10. Talk to your doctor about how to minimize the symptoms of menopause.
If your lack of estrogen is contributing to typical menopausal symptoms, such as severe hot flashes and night sweats, you may want to consider hormone therapy or another medication.
Hormone therapy has had a controversial history since it was first approved by the Food and Drug Administration (FDA) for the treatment of menopausal hot flashes in 1942.
As early as the 1950s, suspicions arose that taking hormones could harm a woman’s health, and concerns have continued ever since.
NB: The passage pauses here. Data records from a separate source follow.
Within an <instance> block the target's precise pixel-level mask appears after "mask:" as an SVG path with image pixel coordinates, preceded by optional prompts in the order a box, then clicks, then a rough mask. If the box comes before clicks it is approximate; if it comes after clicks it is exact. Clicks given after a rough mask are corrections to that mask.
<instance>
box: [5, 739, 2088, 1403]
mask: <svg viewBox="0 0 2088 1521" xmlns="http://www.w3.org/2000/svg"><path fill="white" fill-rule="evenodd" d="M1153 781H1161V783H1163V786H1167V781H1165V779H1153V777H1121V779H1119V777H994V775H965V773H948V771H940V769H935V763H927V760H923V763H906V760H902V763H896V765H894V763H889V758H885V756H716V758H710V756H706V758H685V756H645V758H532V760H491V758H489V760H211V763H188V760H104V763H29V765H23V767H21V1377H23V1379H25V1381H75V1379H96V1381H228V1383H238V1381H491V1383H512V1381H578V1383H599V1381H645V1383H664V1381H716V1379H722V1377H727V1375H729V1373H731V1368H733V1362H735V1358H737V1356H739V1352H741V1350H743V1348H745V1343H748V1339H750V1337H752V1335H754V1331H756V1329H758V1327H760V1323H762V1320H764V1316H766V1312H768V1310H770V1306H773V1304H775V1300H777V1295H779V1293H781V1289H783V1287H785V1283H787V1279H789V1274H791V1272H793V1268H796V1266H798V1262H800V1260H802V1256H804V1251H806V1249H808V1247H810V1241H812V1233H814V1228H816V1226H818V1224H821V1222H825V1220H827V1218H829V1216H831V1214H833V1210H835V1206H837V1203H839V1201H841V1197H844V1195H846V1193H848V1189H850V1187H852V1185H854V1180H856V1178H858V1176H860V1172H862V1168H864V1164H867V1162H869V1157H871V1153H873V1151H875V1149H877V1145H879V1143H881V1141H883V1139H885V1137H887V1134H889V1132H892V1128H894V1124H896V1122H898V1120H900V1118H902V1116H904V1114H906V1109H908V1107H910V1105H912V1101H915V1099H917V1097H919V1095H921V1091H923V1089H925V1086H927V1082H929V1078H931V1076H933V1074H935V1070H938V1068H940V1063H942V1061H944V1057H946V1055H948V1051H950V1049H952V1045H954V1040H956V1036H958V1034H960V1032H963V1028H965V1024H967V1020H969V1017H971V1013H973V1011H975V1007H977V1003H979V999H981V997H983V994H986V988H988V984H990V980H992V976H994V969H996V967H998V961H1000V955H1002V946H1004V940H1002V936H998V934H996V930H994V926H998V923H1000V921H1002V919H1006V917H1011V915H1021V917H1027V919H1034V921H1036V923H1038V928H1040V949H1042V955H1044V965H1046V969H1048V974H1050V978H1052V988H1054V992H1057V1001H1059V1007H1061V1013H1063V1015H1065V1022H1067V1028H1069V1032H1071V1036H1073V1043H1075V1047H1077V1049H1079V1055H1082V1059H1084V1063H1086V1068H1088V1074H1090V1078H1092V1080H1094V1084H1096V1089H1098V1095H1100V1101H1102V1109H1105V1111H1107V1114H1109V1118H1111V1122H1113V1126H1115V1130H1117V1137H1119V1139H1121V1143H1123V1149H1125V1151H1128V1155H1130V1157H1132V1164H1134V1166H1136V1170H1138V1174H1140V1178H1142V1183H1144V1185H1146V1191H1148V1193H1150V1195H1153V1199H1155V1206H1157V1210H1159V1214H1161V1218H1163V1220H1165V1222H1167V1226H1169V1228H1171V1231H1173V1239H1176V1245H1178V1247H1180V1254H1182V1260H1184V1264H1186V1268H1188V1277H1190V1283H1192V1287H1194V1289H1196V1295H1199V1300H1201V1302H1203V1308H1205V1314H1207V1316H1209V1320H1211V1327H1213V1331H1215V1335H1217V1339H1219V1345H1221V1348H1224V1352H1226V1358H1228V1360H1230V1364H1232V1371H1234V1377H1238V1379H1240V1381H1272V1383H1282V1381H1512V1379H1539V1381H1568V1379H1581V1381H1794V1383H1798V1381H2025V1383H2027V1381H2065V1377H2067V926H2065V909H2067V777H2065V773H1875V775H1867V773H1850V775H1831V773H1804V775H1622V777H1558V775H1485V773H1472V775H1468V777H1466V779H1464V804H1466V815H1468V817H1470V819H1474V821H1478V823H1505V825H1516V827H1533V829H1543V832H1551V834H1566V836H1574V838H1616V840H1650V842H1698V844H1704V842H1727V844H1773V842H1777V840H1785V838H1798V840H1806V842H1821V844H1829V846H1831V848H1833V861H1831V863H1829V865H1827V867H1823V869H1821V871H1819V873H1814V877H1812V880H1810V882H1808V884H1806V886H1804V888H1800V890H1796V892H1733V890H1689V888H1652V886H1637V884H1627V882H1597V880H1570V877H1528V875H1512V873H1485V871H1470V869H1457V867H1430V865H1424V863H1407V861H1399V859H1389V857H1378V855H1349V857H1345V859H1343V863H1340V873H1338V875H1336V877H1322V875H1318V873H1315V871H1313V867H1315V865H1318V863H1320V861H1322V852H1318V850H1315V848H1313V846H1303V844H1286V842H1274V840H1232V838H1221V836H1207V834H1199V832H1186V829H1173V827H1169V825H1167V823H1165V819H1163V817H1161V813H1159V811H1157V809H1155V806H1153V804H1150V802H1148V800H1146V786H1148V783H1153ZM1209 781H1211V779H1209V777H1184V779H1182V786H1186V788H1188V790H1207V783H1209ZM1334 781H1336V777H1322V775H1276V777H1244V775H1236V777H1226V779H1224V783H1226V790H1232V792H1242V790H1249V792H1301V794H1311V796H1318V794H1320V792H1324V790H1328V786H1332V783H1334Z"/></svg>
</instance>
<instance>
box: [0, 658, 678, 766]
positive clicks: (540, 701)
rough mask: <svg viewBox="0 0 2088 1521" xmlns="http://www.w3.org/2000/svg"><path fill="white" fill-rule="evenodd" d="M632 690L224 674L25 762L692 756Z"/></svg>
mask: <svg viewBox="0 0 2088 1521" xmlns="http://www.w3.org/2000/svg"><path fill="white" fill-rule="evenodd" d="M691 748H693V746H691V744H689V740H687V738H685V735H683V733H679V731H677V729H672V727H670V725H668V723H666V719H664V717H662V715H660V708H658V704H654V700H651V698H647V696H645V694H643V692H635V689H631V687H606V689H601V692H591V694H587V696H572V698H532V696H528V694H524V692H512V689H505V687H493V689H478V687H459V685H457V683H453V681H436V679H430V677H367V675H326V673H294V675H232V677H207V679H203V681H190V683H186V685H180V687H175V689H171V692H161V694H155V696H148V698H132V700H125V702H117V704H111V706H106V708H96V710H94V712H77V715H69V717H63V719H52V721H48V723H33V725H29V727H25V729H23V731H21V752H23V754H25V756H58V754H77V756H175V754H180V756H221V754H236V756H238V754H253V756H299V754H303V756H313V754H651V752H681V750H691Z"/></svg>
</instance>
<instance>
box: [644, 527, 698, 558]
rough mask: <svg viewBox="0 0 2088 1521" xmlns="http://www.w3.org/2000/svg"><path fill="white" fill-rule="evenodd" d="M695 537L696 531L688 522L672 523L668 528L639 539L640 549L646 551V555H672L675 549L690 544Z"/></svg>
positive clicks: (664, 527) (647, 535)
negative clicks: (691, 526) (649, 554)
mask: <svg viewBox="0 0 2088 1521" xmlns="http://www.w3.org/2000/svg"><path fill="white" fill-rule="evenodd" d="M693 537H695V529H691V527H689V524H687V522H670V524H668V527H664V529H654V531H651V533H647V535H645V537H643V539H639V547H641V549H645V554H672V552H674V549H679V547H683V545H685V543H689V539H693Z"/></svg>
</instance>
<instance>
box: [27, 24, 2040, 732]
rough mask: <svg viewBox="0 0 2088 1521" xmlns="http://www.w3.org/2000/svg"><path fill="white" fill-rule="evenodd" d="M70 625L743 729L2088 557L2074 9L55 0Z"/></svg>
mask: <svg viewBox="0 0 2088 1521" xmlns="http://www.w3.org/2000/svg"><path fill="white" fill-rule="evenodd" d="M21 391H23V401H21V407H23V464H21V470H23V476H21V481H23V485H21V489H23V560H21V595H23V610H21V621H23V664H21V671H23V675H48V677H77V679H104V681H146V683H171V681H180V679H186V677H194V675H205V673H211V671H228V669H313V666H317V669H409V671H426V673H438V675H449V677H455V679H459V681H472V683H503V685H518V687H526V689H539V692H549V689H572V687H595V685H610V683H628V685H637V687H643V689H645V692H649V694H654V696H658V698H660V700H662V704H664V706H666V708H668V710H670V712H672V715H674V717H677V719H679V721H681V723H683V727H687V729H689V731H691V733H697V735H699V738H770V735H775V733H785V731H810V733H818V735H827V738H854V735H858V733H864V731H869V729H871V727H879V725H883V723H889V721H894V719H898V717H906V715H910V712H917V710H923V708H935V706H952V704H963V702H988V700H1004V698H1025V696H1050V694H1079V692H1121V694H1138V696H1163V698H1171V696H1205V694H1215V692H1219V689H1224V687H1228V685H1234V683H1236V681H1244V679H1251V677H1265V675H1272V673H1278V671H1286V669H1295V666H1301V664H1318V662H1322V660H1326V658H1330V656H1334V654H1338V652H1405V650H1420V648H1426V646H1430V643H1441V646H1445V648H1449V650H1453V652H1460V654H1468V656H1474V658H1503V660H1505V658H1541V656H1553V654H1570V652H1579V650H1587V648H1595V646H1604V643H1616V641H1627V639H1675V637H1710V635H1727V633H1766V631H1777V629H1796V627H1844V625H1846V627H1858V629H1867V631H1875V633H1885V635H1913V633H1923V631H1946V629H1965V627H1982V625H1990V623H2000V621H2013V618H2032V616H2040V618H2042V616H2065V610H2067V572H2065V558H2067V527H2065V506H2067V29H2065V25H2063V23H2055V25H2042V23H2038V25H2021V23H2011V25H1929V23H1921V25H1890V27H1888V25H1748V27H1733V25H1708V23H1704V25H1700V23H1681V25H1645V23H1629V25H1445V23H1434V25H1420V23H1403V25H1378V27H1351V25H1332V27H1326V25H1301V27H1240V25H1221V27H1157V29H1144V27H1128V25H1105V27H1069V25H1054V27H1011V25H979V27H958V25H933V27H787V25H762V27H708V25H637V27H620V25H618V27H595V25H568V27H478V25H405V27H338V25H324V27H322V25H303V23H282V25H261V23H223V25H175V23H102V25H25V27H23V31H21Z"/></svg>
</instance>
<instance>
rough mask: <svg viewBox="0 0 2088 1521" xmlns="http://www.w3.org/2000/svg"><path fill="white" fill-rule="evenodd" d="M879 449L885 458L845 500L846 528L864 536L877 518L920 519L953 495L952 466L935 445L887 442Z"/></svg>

However, if the risks outweigh the benefits, it is something that every woman should discuss with her healthcare provider, especially as newer lower-dose formulations become available.
Some research suggests that hormone therapy may actually help women prevent menopausal weight gain. According to a study, menopausal hormone therapy can help prevent an increase in visceral (belly) fat, body mass index (BMI), and overall body fat.
The study reported that, compared to women who had taken hormone therapy in the past, current users were found to be nearly 1 point lower on the BMI scale and had nearly 1.5 kilograms less fat mass.
Consult with your obstetrician about medications you can take to control your menopausal symptoms. Your doctor will likely investigate whether your weight gain is really due to menopause and not some other health condition that also needs treatment.